Credit...Diego Ibarra Sanchez for The New York Times

By Ben Hubbard

reporting from Istanbul

For the second time in less than two months, Israel located and killed one of Hezbollah’s most senior and secretive military figures as he held a covert meeting with his comrades near Beirut. And in the days before his death, Israel incapacitated hundreds, if not thousands, of the group’s rank-and-file members by blowing up their pagers and walkie-talkies.

Hezbollah’s response so far: calls for vengeance and routine rocket fire into northern Israel.

The assassination of the senior military leader, Ibrahim Aqeel, on Friday capped a week that threw Lebanon’s most sophisticated political and military force into deep disarray and appeared to hail a stark shift in the calculations that had long governed the decades-old conflict between Israel and Hezbollah.

Since the two forces effectively fought each other to a standstill in a hugely destructive war in 2006, Israel and Hezbollah have been arming up and preparing for the next major confrontation, feeding a situation of mutual deterrence that kept intermittent clashes along the Lebanon-Israel border from spiraling into another big war.

Israelis feared that a new conflict could include Hezbollah’s targeting sensitive infrastructure inside Israel and well-trained Hezbollah commandos rampaging though Israeli communities. Hezbollah knew that Israel’s air force could swiftly cause extensive destruction in Lebanon, especially in the communities from which the group draws its support.

This past week, however, Israel’s leaders decided that pushing past that equation was worth the risk and crossed what had been unofficially considered red lines. So far, it appears to have worked.

“Eighteen years of mutual deterrence has now given way to a new phase of one-sided superiority on the part of Israel,” said Lina Khatib, an associate fellow at Chatham House, a London-based research organization. “The facade that Hezbollah had been presenting to the world of it being an impenetrable organization is shattered, and Israel has displayed with flair how much of an upper hand it has in this equation vis-à-vis Hezbollah.”

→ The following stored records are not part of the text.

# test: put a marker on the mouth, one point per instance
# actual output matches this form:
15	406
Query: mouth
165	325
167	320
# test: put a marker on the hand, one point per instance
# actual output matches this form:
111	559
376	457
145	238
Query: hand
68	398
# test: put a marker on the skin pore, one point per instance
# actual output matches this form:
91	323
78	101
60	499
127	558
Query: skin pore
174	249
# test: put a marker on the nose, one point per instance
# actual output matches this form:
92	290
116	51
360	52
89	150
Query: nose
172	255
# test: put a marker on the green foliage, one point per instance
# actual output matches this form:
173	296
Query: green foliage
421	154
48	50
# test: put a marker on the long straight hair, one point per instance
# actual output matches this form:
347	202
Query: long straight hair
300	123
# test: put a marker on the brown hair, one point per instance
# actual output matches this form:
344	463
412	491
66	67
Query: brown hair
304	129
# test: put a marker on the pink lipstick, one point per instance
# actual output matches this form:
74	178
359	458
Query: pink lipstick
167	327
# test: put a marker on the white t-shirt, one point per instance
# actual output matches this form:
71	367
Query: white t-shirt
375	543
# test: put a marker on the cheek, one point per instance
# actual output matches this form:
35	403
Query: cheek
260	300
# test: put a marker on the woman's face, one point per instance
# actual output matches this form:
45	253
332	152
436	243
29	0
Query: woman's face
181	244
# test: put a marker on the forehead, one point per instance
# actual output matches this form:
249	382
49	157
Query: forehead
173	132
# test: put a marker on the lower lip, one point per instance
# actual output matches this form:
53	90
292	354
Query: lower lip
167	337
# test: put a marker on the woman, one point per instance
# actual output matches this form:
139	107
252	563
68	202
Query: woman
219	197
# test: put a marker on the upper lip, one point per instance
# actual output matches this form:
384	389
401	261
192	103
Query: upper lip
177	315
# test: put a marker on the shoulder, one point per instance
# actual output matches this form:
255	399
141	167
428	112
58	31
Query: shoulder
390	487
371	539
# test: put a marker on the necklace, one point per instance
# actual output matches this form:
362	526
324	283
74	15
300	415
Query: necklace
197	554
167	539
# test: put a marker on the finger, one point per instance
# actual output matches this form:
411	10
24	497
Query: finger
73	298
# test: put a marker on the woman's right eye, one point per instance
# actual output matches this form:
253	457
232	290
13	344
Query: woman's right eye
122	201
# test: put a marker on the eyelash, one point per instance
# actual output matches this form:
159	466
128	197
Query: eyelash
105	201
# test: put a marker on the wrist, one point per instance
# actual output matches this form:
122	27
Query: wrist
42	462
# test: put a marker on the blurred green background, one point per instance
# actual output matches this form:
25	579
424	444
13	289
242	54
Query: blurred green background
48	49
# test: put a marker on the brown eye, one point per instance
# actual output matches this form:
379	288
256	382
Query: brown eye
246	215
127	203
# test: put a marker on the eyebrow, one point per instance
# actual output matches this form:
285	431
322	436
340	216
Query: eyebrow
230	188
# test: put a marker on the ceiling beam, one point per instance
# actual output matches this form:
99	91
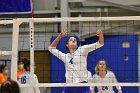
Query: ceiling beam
131	8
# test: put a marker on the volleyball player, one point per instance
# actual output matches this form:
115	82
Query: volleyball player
76	60
103	75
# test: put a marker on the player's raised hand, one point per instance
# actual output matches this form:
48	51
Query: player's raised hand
119	91
99	33
63	33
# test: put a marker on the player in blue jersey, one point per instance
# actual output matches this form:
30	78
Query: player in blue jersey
76	60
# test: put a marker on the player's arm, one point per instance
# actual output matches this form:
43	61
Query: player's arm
91	47
91	90
52	47
115	81
56	41
101	37
37	90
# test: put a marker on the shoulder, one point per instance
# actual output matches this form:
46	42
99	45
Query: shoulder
95	75
110	73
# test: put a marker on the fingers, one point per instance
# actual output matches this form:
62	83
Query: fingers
99	32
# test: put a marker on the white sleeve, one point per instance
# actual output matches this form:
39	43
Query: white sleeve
57	53
36	89
114	80
92	80
88	48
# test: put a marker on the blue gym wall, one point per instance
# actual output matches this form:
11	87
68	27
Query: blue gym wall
112	52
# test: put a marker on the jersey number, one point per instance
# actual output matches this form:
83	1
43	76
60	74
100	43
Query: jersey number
104	88
23	80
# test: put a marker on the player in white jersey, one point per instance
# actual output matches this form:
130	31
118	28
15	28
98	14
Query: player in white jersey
103	75
75	61
26	79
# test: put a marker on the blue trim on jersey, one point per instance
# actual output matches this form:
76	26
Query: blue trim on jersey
77	89
71	61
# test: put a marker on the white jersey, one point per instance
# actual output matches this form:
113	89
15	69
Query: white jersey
25	79
76	63
109	78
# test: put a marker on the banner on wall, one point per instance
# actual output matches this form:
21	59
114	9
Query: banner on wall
15	6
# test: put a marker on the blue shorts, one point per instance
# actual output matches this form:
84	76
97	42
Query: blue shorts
76	89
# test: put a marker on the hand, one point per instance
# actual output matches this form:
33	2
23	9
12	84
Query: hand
119	91
63	33
99	33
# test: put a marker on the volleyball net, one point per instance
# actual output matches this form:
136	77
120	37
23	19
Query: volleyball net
31	37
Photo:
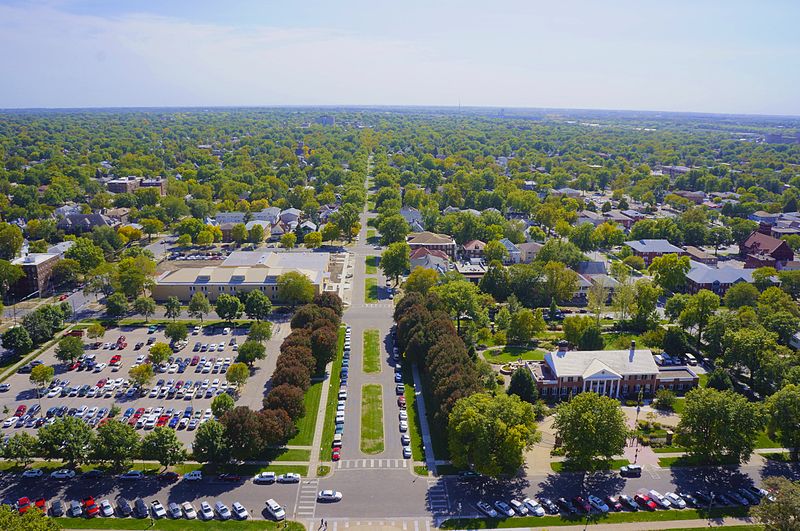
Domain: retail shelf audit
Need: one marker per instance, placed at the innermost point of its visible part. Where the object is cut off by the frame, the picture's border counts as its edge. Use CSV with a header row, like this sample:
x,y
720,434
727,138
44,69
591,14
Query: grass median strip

Both Israel and Hezbollah confirmed that Mr. Aqeel, whom Israel described as leading Hezbollah’s elite combat unit, had been killed in the airstrike on Friday. The Israeli military said that about 10 others from Mr. Aqeel’s unit, the Radwan force, had been killed, but did not identify them.

The strike, on a densely populated area south of Beirut known as the Dahiya, brought down two eight-story buildings and terrified people across the Lebanese capital.

On Saturday, Lebanon’s health minister, Firass Abiad, said the toll from the strike had risen to 31 dead, including three children, and 68 wounded. In the aftermath, Lebanese families circulated images of missing relatives on social media. Some of the missing were children.

Friday’s strike followed 11 months of tit-for-tat strikes between Hezbollah and Israel across the Lebanon-Israel border that killed people on both sides and forced about 150,000 residents to flee their homes. Hezbollah began striking northern Israel after the start of the war in Gaza last October, saying that it was seeking to bog down Israeli forces in support of Hamas, its ally in Gaza.